Gui looked down at the handle of the scrubbing brush, the same one his father had used for forty years. It was the only thing he had not cleaned after he took over the shop. The desert ironwood had cracked in several places, but was otherwise as hard and polished as he had always remembered. He tightened his fingers around it. He felt nothing.

“Never judge why someone wants to clean. All you can do is to help them the only way you can; do your job.” His father had raised the brush, glistening with dregs like dark, misshapen pearls, and offered them to him. “Touch it. Touch it so you know how to share in someone’s pain without being overwhelmed by it. Be careful. This may burn.”

He knew that this moment had happened, not because he remembered it happening, but because he had watched himself in the recording that morning, like he did every morning. His mother had filmed the scene with her flip phone because it was his birthday, and she had wanted to preserve the moment for him, for later, for when he was older and neither his father nor his father’s tools would be around anymore.

And he had reached out, terrified and thrilled both. He was a boy of eight but being entrusted with the work of a man. He braced himself, biting down on his lip so that he would not scream, no matter how it felt. His fingers connected with the dark globules at the ends of the bristles.

In the recorded video, the boy didn’t scream. The stoic expression on his face turned to bewilderment before collapsing into disappointment. He had already known that he was different, that he couldn’t do what everyone else took for granted. But hope had not died until that moment. He had felt nothing.

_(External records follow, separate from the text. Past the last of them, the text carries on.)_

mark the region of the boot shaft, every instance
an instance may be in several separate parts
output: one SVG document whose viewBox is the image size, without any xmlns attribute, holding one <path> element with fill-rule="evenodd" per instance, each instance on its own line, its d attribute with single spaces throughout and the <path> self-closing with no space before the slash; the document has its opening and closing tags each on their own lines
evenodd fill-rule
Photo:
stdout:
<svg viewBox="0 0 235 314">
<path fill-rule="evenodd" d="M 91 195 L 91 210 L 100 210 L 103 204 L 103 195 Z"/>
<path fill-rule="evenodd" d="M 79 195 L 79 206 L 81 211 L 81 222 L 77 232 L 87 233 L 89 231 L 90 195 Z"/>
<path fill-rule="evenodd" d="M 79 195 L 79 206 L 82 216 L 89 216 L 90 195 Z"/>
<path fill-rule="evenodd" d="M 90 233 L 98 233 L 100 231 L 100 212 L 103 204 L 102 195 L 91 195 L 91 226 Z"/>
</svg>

Gui kneeled before the chair, scrubbing and scrubbing as the bucket next to him gradually filled with dark liver lumps.

 

 

Clara

Clara rushed through the crowd in her lumpy, bright orange coat, the messy bun on her head bobbing like a pom-pom. Beatrice, her sister, was taking her out to lunch, and she was late.

She was late because she had to line up to get her bag checked by security, wasting fifteen minutes. Clara tried not to feel resentful. Beatrice didn’t know how much trouble it was for her to leave the factory for lunch. She didn’t understand jobs where you had to clock in and clock out, where your employer viewed you as a potential thief. Beatrice was only in town for a meeting and had to fly out that afternoon, and she thought she was giving Clara, the poor sister whose life had turned into such a failure, a treat.

They met at the trendy café Beatrice had picked. They didn’t hug—Beatrice never hugged, not since she was a teenager. They sat down, and Clara handed Beatrice her gift. It was hard to shop for Beatrice, who already had everything. But giving a gift mattered to Clara. It was a way for her to tell herself that she was still capable of giving, hadn’t made a mess of her life.

“Get whatever you want,” Beatrice said, putting the package away in her purse without opening it. She took out a travel-sized bottle of sanitizer and cleaned the silverware and plates, wiping everything down with a disposable napkin.

“What are you getting?” Clara asked.

“The online reviews say that the seaweed salad and dumplings here are the best.” Beatrice never took her eyes off her phone screen as she scrolled through her messages.

Clara stared at the dark ceramic back of her sister’s phone, Void Black®. It looked perfectly new, not a single scratch on it. She wondered briefly if it was one of the phones that she had cleaned herself at the factory and then decided that was unlikely. Beatrice preferred to buy things online. Less contact with people was always better.